Competing Interests Policy

The Global South Journal of Applied Research (GSJAR) requires authors, reviewers, editors and journal personnel to disclose interests that could influence, or reasonably appear to influence, the preparation, evaluation, interpretation or publication of scholarly work.

A competing interest may be financial or non-financial. Relevant interests may include employment, consultancy, honoraria, grants, sponsored research, paid testimony, stock ownership, intellectual-property rights, institutional relationships, personal relationships, recent collaboration, academic rivalry, ideological commitments or other circumstances capable of affecting impartial judgement.

Authors must include a competing-interests declaration at submission. Where none exist, the manuscript should state: “The authors declare that they have no competing interests.” Disclosure does not automatically disqualify a manuscript; it allows the journal and its readers to assess the work transparently.

Reviewers must disclose relevant interests before accepting an assignment and should decline when impartial review may be compromised. Editors and board members must recuse themselves from submissions involving their own work, close collaborators, family members, direct institutional relationships or other significant conflicts.

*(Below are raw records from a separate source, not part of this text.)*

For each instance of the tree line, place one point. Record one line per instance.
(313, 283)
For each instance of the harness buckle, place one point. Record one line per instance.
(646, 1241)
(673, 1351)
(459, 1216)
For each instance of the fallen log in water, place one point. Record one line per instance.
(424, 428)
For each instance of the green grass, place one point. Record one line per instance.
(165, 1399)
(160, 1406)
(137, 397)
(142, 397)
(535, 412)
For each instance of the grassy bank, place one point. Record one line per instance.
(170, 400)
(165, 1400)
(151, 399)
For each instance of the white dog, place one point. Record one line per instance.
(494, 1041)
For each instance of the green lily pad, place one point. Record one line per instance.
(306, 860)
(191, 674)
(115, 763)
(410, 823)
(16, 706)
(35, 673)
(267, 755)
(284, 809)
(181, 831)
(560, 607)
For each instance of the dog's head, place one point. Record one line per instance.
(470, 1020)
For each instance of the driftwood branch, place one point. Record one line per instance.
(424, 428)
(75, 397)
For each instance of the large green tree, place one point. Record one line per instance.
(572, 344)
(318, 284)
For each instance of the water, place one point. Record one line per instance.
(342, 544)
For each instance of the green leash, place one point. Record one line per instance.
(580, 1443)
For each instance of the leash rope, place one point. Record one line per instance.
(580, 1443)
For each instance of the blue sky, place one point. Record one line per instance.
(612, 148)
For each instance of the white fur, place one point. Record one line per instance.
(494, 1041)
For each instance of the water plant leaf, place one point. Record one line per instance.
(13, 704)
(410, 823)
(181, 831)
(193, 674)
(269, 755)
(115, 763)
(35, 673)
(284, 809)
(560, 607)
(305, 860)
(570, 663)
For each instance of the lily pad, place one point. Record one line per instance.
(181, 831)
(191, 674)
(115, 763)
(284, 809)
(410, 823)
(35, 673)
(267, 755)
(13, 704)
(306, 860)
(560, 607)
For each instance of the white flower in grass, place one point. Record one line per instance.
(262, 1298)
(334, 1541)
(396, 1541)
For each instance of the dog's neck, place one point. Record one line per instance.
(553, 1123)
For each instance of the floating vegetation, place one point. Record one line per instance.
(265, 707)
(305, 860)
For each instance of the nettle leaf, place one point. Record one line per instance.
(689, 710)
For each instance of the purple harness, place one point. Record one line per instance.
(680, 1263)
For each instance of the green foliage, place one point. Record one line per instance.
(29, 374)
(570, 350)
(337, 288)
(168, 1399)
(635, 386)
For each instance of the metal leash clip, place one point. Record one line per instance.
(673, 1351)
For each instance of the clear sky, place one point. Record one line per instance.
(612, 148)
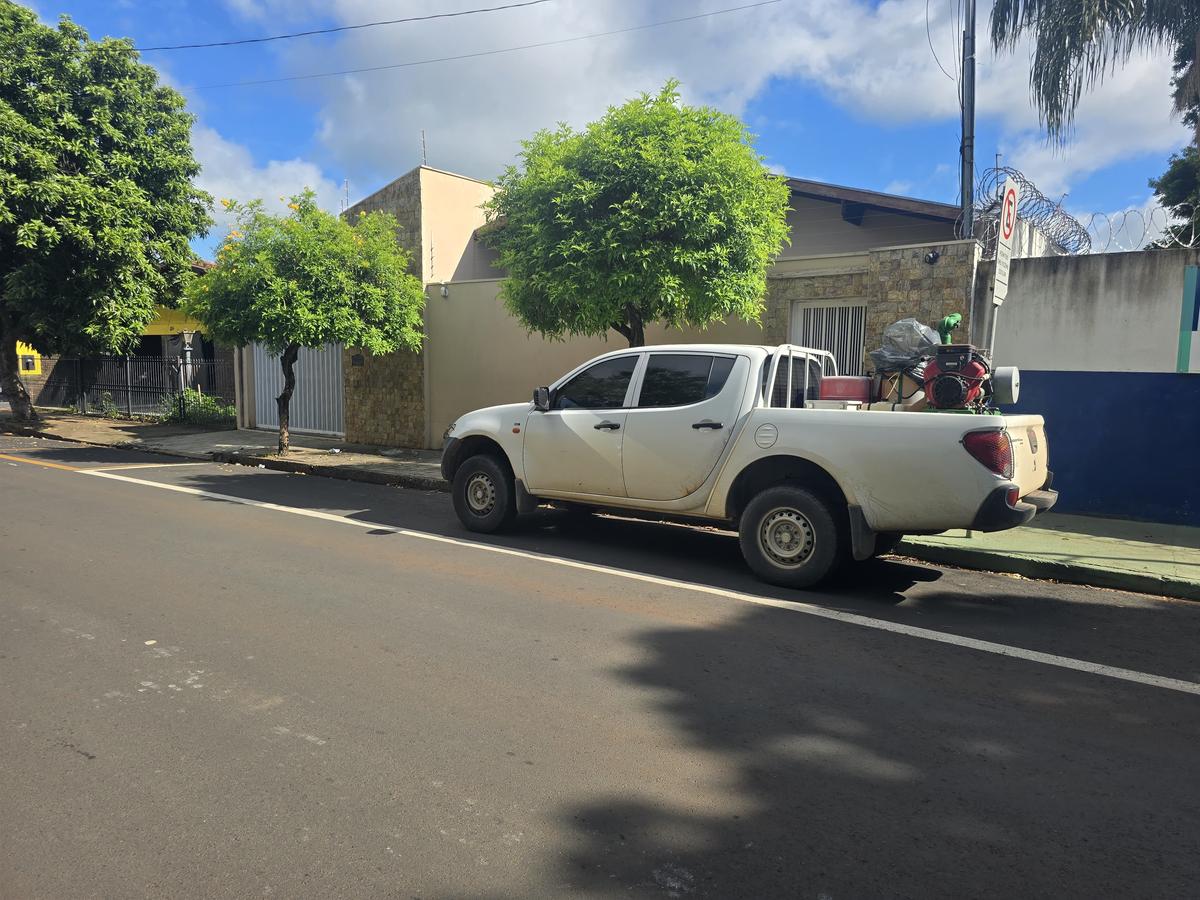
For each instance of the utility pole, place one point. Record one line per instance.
(967, 148)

Where an editor is an author, an independent editor with no relevant conflict will oversee screening, reviewer selection and the final decision. The submitting editor will have no access to confidential reviewer identities or decision-making discussions beyond what is provided to any author.

Suspected undisclosed interests may lead to requests for clarification, reassignment of editorial responsibility, additional review, amendment of disclosures, correction of the published record or other appropriate action.

Disclosure is not itself evidence of wrongdoing. The purpose of the policy is to protect objectivity, accountability and reader trust.